Parasol Unit, London
15 January – 16 March 2014
by MK PALOMAR
“It’s almost miraculous coming back to London as an artist with a whole body of work,” Tolon exclaims. “Most of this work left my studio 35 years ago.” Tolon was born in Istanbul and raised in France, and her career is both multicultural (France, England, Scotland, Germany and the US) and multidisciplinary (fine art and architecture). In conversation with American curator and writer Constance Lewallen, Tolon explains: “Home is a state of mind because it is something that you fabricate … language and origins … become part of us only later, when we adopt them, when we must learn how to function in a specific culture.1
Tolon first worked as an architect and used every material to hand, making artwork “on the side”.2 At this time she discovered a particular type of drawing surface, Mylar. Mylar is a non-absorbent polyester plastic sheeting, unlike paper, in to which drawing materials become embedded: marks made on Mylar float on top of the surface. Mylar’s natural resistance conjures a visual layering, mimicking printing and photographic processes. This mimicry results in some intriguing imagery; a series of Untitled 1999 black oil paint on Mylar (36 x 28cm) appear on first – and even second – glance to be perspective photographic studies, of details of industrial machinery and environments.
“Space is my primary interest,” Tolon tells Ardalan. “These are not spaces that can be inhabited.” Tolon mentions Piranesi, the Italian architect, designer and printmaker. In his strongly contrasting black-and-white prints of fictitious spaces, Tolon explains: “He played with scale.” It is clear that Piranesi has informed Tolon’s imagery. Her works do conjure unreal space, sometimes hauntingly, and perhaps her adept transformation of materials – the scraping, smoothing and trickery of the hand mimicking the machine – also reference some of Gerhard Richter’s paintings of photographs. Significantly, in a contemporary context, Tolon’s drawings of invented environments bring into play a subtle subversion, both of our current digital culture and of the fine art theatre. That the hand so effectively copies the machine might suggest a small revolution, not so much from a regressive position – but perhaps from one that prefers us towards the haptic experience in order to retrieve some physical grounding in our lives.

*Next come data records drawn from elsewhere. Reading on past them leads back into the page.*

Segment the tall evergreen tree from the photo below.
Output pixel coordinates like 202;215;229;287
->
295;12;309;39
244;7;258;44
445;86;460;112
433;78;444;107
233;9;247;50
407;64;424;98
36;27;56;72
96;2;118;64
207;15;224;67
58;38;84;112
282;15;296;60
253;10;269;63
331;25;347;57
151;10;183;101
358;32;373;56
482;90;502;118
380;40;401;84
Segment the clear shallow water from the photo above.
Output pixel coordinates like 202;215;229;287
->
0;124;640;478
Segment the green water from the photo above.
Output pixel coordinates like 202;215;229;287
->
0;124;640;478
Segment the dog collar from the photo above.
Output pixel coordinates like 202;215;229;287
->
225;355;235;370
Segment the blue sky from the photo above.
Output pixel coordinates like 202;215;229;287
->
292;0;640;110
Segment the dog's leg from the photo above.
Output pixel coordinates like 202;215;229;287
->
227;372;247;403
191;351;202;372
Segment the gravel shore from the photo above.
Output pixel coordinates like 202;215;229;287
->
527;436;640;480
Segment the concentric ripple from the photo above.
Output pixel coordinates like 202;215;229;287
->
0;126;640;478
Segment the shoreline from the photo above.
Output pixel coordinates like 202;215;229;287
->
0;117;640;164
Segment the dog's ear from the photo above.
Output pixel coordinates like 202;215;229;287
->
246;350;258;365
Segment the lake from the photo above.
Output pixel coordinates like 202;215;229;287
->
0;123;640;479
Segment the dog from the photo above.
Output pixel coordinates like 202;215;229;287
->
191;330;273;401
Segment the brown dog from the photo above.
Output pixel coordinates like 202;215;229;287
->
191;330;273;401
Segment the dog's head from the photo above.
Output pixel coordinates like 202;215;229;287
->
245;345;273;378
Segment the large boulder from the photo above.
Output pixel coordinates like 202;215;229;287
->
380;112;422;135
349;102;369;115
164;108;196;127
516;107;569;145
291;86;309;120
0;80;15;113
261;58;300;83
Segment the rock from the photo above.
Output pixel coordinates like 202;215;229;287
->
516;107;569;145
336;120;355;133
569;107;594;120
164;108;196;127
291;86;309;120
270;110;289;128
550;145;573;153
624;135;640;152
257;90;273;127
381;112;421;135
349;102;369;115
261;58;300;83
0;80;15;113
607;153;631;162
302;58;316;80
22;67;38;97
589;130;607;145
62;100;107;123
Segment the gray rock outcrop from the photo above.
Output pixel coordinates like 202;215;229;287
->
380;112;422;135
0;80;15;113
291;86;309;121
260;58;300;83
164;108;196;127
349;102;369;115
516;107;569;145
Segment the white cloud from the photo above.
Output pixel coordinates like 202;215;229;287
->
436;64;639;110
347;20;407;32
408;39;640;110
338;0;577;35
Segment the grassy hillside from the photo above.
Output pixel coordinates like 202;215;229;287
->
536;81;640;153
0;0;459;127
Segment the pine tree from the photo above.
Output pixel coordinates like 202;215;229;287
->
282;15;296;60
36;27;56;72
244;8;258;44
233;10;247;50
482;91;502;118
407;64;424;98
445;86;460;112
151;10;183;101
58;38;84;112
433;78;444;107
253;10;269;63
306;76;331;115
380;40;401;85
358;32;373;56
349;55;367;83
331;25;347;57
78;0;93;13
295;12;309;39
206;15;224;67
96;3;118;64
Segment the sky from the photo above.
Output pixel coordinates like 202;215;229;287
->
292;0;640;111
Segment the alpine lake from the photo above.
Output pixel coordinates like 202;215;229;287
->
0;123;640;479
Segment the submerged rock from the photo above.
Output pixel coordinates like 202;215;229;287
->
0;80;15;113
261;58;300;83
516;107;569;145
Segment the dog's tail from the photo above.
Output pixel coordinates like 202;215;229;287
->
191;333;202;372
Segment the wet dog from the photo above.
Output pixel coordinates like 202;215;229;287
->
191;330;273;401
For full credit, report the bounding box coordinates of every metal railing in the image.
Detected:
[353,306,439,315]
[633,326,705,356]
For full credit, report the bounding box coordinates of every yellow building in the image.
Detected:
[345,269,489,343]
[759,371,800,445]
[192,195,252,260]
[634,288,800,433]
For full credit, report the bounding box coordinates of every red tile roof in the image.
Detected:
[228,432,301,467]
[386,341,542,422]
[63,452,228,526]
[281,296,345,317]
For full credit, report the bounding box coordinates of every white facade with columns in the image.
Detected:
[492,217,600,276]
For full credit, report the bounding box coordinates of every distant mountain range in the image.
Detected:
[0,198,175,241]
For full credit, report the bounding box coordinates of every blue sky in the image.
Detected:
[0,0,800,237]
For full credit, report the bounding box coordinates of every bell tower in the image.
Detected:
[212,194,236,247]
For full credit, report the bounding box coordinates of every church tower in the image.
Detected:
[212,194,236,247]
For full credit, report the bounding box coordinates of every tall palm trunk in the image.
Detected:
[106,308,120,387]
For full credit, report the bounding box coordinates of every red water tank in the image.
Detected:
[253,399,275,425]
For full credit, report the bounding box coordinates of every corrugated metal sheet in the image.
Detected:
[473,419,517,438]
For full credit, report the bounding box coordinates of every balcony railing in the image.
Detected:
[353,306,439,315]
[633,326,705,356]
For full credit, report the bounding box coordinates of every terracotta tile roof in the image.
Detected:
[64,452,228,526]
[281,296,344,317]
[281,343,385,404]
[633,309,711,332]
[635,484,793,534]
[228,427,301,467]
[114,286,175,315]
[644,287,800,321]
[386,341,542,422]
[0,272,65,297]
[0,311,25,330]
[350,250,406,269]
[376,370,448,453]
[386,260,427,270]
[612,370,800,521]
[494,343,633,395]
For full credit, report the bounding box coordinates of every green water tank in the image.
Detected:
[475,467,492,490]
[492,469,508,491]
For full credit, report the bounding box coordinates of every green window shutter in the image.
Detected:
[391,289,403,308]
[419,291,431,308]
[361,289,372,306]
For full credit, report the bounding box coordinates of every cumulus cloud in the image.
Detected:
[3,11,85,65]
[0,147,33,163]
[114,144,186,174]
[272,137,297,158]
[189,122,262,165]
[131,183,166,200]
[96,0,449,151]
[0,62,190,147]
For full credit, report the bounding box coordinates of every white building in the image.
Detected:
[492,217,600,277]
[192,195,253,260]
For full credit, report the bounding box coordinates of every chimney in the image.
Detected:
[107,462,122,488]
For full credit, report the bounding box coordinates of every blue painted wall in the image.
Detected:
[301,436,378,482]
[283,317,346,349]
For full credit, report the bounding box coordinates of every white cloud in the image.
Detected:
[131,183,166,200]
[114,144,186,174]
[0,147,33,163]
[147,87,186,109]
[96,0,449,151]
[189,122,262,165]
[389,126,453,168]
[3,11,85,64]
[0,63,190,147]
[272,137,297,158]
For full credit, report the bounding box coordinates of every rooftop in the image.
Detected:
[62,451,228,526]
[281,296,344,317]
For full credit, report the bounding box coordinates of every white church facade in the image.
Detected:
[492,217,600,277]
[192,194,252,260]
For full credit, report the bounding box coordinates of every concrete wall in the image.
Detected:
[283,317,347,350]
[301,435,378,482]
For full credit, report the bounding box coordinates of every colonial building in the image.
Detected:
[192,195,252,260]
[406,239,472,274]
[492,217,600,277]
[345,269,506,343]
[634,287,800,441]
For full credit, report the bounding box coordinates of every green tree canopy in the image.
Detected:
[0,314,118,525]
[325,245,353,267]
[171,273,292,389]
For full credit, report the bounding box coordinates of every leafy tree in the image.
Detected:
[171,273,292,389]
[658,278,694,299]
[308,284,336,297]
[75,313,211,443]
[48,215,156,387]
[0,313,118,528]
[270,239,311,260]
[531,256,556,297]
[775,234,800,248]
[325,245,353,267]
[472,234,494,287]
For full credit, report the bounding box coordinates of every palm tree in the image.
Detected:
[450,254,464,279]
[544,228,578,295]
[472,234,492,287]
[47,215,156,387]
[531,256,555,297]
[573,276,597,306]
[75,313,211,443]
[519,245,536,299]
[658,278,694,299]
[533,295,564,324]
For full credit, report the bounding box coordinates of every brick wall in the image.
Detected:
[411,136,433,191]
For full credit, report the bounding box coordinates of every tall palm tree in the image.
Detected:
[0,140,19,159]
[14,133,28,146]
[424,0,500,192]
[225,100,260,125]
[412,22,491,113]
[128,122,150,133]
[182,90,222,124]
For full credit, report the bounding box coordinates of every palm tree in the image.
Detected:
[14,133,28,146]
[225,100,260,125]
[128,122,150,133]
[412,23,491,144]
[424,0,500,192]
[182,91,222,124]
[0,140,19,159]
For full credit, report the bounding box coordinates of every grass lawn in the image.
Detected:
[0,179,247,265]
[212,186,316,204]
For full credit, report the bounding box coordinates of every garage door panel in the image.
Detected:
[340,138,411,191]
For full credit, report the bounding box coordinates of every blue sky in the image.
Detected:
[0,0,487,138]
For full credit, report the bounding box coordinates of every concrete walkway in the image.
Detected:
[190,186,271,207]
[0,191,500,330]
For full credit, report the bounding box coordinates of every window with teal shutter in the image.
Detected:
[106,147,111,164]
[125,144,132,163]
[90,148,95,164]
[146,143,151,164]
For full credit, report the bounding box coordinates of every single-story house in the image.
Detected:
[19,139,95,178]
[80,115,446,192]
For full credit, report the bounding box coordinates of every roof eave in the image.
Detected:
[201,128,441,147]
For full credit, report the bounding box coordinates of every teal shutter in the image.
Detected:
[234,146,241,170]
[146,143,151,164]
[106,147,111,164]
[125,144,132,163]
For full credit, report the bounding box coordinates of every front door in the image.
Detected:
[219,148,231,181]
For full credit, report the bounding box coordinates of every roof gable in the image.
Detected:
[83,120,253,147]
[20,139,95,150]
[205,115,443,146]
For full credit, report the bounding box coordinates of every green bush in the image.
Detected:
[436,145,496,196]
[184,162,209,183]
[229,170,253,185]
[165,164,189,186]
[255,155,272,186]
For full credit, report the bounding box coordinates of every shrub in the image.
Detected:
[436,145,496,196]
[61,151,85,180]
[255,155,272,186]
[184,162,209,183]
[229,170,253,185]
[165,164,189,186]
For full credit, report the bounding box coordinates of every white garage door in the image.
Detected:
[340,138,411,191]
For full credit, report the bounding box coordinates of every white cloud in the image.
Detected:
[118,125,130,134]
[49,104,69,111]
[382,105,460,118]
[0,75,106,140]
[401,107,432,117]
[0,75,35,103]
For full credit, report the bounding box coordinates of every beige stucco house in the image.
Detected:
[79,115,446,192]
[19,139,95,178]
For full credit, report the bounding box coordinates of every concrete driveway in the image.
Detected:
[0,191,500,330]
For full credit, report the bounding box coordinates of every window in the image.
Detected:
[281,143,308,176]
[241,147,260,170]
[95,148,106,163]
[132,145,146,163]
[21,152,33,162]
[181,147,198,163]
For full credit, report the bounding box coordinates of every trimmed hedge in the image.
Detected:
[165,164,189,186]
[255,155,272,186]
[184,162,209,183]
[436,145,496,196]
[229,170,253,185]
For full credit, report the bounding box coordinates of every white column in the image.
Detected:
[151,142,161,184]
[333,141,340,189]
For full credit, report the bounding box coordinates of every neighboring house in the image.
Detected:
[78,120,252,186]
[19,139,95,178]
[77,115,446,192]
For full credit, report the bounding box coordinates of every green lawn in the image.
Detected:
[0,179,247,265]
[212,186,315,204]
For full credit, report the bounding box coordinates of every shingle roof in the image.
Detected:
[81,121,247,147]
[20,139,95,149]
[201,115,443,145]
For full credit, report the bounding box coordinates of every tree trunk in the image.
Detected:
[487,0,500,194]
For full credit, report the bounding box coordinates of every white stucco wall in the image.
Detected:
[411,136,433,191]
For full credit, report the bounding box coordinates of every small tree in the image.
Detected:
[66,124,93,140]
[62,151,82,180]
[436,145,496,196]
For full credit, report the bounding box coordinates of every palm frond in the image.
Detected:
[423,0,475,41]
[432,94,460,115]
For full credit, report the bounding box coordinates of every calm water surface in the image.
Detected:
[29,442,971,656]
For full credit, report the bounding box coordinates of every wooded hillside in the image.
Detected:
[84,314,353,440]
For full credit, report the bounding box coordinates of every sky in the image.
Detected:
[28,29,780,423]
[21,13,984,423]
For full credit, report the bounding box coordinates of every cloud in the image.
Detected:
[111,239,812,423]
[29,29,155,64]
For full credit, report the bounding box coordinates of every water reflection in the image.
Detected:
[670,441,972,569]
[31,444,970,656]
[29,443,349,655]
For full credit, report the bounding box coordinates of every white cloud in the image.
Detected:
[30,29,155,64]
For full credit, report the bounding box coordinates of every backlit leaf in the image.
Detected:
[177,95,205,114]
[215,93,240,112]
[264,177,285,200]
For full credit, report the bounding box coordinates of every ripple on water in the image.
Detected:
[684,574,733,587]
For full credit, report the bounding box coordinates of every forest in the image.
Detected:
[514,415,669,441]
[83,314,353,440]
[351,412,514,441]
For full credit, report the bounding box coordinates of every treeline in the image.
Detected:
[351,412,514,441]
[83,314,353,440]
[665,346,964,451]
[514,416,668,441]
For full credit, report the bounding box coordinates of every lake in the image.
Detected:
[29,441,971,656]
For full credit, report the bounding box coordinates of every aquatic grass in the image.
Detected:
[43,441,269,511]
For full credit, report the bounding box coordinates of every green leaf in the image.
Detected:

Tolon has employed just such physical and elemental materials in her larger works on canvas. These (so the gallery assistant advised me) were made on her rooftop in San Francisco. “The weather reports are encapsulated in the paintings.”2 Leaving the canvas on the roof while placing pieces of iron, pigment and other detritus across the surfaces, Tolon took note of the weather reports in order to manage the imagery, while also allowing chance to play a part in the end result. The canvases are stained with rust and pigments – rained on, blown over, marked torn and glazed (sometimes up to 80 layers), resulting in glass-like surfaces from which a backlit glow seems to emanate.
In a small room off the main gallery, in contrast to these luscious weathered surfaces is Tolon’s installation Time After Time (echoing a song from the 1980s3), which wraps the viewer in a monotone. The repeated scrapes, smudges and dragged marks resonate with numerous possibilities. Are we inside a musical score? Is this a very long digital printout? Are the horizontal shapes graphic renditions of cityscapes, geological strata, or perhaps runic inscriptions? “I’d like to think that I can stand in more than one place, that I can look and try to understand things from more than one angle, from several directions.”4 As Tolon takes a multiple view of her world, so she gives us, her audience, the opportunity of multiple interpretations, and a richly layered visual experience.
References
1. Canan Tolon Limbo by Constance Lewallen, published by Galeri Nev, Istanbul, 1998, page 10.
2. From the interview with curator Ziba Ardalan, displayed at the exhibition.
3. Time after Time by Cyndi Lauper on She’s so Unusual, Portrait Records, 1984.
4. Canan Tolon Limbo by Constance Lewallen, published by Galeri Nev, Istanbul, 1998, page 5.